Arka mendongak dari laptopnya.
"Lo sudah lihat yang Lira kerjain kemarin?" Danu meletakkan tabletnya — layar menampilkan dokumen yang Lira share ke folder tim malam sebelumnya. "Ini bukan... ini bukan kerja orang yang baru dua minggu kenal proyeknya."
Arka mengambil tablet itu. Membaca.
Dan semakin ia membaca, semakin ada sesuatu di dalam dadanya yang bergerak ke arah yang tidak bisa ia stop dengan logika mana pun.
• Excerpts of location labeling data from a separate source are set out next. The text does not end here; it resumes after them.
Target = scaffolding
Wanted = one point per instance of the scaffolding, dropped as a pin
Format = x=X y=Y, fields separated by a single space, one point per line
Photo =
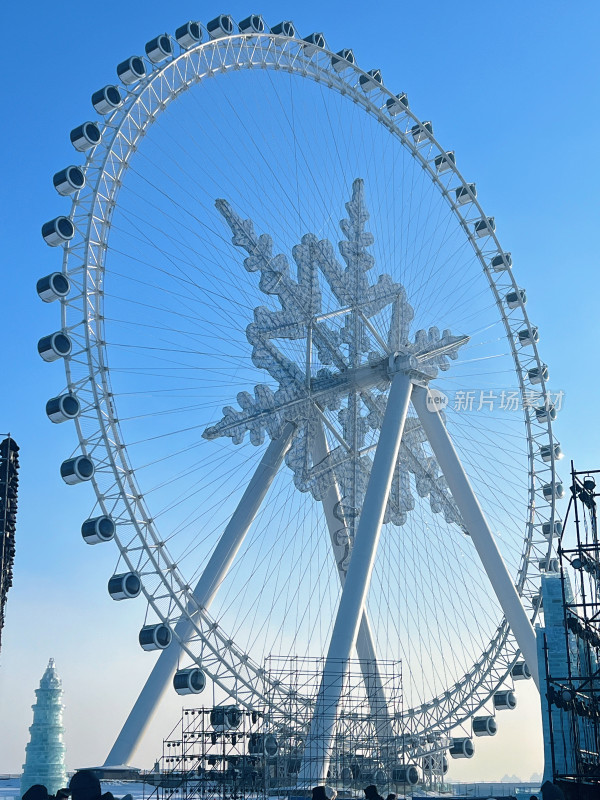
x=572 y=648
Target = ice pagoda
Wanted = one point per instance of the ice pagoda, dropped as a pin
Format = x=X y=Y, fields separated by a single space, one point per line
x=45 y=753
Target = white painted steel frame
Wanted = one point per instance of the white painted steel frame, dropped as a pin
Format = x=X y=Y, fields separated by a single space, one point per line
x=319 y=743
x=212 y=576
x=87 y=368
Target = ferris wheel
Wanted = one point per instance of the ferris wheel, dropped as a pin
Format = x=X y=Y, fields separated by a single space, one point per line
x=296 y=354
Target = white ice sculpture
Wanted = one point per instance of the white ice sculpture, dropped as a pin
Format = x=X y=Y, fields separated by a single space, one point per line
x=45 y=753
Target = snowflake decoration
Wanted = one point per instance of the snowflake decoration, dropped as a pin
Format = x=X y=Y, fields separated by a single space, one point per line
x=347 y=354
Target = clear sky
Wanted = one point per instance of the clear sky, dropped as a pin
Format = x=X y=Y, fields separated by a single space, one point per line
x=512 y=87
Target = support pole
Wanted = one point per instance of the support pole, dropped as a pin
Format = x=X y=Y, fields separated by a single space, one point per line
x=478 y=528
x=213 y=575
x=317 y=752
x=365 y=646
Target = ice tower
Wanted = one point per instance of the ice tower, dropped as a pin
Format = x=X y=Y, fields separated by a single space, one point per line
x=45 y=753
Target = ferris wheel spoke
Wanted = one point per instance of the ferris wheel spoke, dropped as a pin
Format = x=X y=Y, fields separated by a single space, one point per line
x=477 y=526
x=213 y=575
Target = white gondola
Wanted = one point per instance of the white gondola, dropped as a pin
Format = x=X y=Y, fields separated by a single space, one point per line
x=342 y=60
x=261 y=744
x=501 y=262
x=397 y=105
x=545 y=413
x=485 y=227
x=548 y=565
x=220 y=26
x=252 y=24
x=462 y=747
x=552 y=529
x=155 y=637
x=283 y=30
x=371 y=81
x=422 y=132
x=553 y=490
x=131 y=70
x=85 y=136
x=505 y=700
x=485 y=726
x=56 y=345
x=516 y=298
x=189 y=681
x=537 y=374
x=407 y=774
x=63 y=408
x=466 y=194
x=98 y=530
x=69 y=180
x=528 y=336
x=107 y=99
x=159 y=48
x=125 y=586
x=520 y=671
x=188 y=35
x=225 y=718
x=76 y=470
x=547 y=451
x=53 y=287
x=445 y=161
x=312 y=43
x=58 y=231
x=435 y=762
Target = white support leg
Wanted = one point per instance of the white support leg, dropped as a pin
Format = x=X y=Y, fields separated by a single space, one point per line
x=317 y=752
x=365 y=646
x=478 y=528
x=204 y=593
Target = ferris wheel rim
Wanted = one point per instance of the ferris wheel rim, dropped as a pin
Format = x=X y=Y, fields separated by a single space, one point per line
x=300 y=65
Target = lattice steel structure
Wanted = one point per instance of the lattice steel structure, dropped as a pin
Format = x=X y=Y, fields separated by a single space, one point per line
x=571 y=647
x=9 y=482
x=214 y=270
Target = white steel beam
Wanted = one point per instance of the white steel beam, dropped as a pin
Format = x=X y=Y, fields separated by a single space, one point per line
x=365 y=646
x=478 y=528
x=317 y=752
x=213 y=575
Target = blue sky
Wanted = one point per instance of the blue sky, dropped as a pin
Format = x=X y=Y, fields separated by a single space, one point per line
x=511 y=87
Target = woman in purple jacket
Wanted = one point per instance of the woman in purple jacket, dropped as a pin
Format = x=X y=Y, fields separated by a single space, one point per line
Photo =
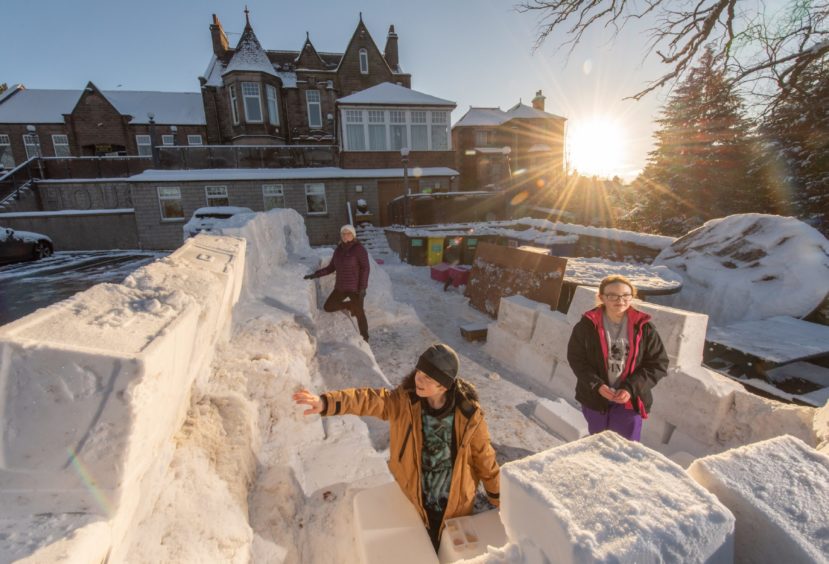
x=350 y=262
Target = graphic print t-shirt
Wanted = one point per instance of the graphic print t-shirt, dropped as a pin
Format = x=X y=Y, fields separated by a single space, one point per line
x=618 y=348
x=437 y=456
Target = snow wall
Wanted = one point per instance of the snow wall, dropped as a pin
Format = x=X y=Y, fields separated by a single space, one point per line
x=92 y=391
x=696 y=411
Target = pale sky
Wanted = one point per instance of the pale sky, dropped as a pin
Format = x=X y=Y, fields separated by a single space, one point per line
x=474 y=52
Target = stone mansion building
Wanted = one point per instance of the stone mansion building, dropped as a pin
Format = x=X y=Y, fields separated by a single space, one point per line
x=312 y=130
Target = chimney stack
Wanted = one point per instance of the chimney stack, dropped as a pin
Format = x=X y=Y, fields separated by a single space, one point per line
x=217 y=33
x=390 y=52
x=538 y=101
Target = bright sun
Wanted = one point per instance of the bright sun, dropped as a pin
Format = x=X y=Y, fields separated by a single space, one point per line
x=596 y=147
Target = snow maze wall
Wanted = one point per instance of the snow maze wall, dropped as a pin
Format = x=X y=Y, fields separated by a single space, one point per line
x=103 y=395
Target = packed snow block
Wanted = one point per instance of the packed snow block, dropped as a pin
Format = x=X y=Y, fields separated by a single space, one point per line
x=388 y=528
x=695 y=400
x=561 y=418
x=502 y=345
x=564 y=381
x=779 y=492
x=530 y=362
x=92 y=389
x=517 y=315
x=551 y=334
x=469 y=536
x=584 y=299
x=682 y=332
x=606 y=499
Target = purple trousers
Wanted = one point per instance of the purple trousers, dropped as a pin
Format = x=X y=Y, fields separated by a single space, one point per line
x=626 y=422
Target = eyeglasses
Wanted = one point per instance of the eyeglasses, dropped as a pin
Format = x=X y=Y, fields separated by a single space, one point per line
x=618 y=297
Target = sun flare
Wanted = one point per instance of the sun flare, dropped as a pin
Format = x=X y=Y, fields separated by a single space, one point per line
x=596 y=147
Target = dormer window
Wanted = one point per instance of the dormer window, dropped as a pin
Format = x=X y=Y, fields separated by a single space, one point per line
x=312 y=99
x=363 y=61
x=252 y=102
x=273 y=105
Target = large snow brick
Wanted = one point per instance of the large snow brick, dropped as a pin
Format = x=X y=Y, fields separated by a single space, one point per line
x=561 y=418
x=388 y=528
x=92 y=389
x=779 y=491
x=564 y=380
x=682 y=332
x=530 y=363
x=517 y=315
x=551 y=335
x=604 y=498
x=466 y=537
x=584 y=299
x=502 y=345
x=695 y=400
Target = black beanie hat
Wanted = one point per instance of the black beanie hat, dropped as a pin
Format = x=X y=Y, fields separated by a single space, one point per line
x=440 y=363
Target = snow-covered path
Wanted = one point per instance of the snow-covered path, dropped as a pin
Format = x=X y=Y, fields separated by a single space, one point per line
x=254 y=480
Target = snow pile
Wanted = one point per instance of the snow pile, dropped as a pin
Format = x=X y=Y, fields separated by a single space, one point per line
x=740 y=268
x=779 y=491
x=93 y=390
x=607 y=499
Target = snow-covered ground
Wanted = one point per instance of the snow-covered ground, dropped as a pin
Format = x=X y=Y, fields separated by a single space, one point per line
x=250 y=478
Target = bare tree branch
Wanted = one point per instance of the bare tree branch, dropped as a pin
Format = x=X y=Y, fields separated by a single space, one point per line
x=755 y=47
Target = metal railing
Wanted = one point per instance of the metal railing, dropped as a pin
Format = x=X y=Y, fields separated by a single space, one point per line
x=17 y=179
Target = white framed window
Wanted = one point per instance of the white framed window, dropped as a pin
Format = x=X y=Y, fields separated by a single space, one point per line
x=312 y=100
x=273 y=105
x=315 y=199
x=32 y=145
x=169 y=201
x=61 y=145
x=252 y=102
x=234 y=109
x=145 y=145
x=440 y=131
x=419 y=131
x=273 y=196
x=216 y=196
x=6 y=157
x=377 y=130
x=397 y=130
x=363 y=61
x=354 y=132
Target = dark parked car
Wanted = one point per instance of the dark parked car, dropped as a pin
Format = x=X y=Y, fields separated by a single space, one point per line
x=23 y=245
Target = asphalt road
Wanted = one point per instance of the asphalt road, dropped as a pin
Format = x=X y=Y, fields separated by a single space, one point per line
x=28 y=286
Lira tidak hanya memperbaiki gap yang ia temukan di hari pertama. Ia membangun sesuatu yang baru — sebuah arsitektur keamanan siber yang mempertimbangkan hal-hal yang tidak ada dalam dokumen manapun: pola cuaca yang mempengaruhi kestabilan jaringan di musim tertentu, karakteristik geografis yang menciptakan blind spot unik di wilayah pesisir, bahkan pola aktivitas penduduk lokal yang kalau tidak diperhitungkan bisa menjadi titik kerentanan yang tidak terdeteksi sistem manapun.
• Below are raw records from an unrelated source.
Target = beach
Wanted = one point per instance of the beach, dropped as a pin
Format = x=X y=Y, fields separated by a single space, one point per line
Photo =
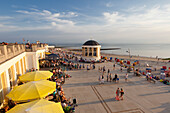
x=141 y=96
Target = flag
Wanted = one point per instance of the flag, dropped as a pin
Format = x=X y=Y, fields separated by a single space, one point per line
x=23 y=40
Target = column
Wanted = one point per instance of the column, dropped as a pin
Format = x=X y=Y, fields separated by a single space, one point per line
x=92 y=51
x=7 y=81
x=19 y=66
x=87 y=51
x=23 y=68
x=15 y=74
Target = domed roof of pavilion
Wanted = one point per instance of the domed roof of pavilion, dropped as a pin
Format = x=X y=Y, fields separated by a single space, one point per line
x=91 y=43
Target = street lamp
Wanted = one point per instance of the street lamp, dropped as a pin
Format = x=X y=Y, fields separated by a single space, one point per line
x=129 y=53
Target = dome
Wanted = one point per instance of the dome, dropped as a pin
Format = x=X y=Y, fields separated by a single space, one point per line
x=91 y=43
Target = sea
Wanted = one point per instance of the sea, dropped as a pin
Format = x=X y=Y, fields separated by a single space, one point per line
x=144 y=50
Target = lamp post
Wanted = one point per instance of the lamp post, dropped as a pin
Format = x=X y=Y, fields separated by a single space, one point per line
x=129 y=53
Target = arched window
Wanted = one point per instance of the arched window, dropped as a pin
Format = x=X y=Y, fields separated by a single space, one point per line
x=90 y=51
x=85 y=51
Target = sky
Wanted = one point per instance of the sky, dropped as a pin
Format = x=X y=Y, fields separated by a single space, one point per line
x=75 y=21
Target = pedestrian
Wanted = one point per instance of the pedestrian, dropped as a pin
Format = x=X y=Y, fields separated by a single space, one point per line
x=117 y=94
x=115 y=79
x=99 y=79
x=126 y=77
x=83 y=66
x=108 y=71
x=110 y=77
x=121 y=94
x=104 y=69
x=114 y=66
x=102 y=79
x=121 y=69
x=88 y=68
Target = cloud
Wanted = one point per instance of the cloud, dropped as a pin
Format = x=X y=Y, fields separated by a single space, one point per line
x=155 y=17
x=109 y=4
x=5 y=17
x=136 y=9
x=46 y=15
x=138 y=22
x=113 y=17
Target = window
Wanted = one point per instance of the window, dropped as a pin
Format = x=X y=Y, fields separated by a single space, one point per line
x=85 y=51
x=10 y=77
x=1 y=93
x=90 y=51
x=94 y=52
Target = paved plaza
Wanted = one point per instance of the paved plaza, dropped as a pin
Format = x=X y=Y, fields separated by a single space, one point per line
x=140 y=96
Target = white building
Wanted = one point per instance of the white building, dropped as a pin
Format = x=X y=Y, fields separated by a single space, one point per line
x=91 y=51
x=15 y=60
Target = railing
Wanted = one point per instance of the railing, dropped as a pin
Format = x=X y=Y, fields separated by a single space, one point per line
x=12 y=50
x=9 y=51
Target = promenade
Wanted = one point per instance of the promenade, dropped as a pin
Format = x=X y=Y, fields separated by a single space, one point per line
x=140 y=96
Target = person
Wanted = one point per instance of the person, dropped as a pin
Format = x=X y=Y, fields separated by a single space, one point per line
x=108 y=71
x=117 y=94
x=110 y=77
x=114 y=66
x=107 y=77
x=104 y=69
x=102 y=79
x=121 y=68
x=83 y=66
x=121 y=94
x=99 y=79
x=88 y=68
x=126 y=77
x=115 y=79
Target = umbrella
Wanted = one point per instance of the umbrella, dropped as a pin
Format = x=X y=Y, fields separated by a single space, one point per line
x=32 y=90
x=53 y=55
x=38 y=106
x=47 y=53
x=35 y=76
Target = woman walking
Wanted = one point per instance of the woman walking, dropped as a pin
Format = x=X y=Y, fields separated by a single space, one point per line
x=117 y=94
x=121 y=94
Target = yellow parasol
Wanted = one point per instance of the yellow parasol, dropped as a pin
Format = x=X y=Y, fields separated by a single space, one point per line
x=38 y=106
x=35 y=76
x=32 y=90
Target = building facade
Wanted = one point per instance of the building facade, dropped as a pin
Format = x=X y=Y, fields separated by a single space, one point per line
x=15 y=60
x=91 y=51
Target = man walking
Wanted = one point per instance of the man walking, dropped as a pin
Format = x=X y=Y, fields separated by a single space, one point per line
x=117 y=94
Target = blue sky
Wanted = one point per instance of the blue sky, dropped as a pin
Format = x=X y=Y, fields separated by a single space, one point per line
x=75 y=21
"Dia tahu Kalimantan," kata Arka pelan.
"Tahu?" Danu mengangkat alis. "Bos, dia adalah Kalimantan. Dia tumbuh di sini. Jaringan di sini itu bukan data buat dia — itu... itu kayak hafalan tubuh."
Arka mengembalikan tablet itu. Menatap jendela.
Di bawah, dari jendela lantai dua, ia bisa melihat meja Lira. Lira yang sedang mengetik sesuatu, headset di satu telinga, sesekali menghentikan jarinya untuk menatap diagram di layar dengan ekspresi yang sangat sulit dibaca — campuran konsentrasi dan sesuatu yang lebih dalam dari itu, sesuatu yang terasa seperti seseorang yang sedang berbicara dengan sesuatu yang sudah lama ia kenal.
"Nu," kata Arka. Pelan.
"Ya, Bos?"
"Kalau kita tidak ke sini... kita tidak akan pernah tahu ini ada."
Danu menatapnya. Lalu menatap ke bawah, ke meja Lira yang sama.
"Iya," katanya, dengan nada yang untuk pertama kalinya sejak Balikpapan tidak punya deadpan di baliknya. "Dan itu menakutkan."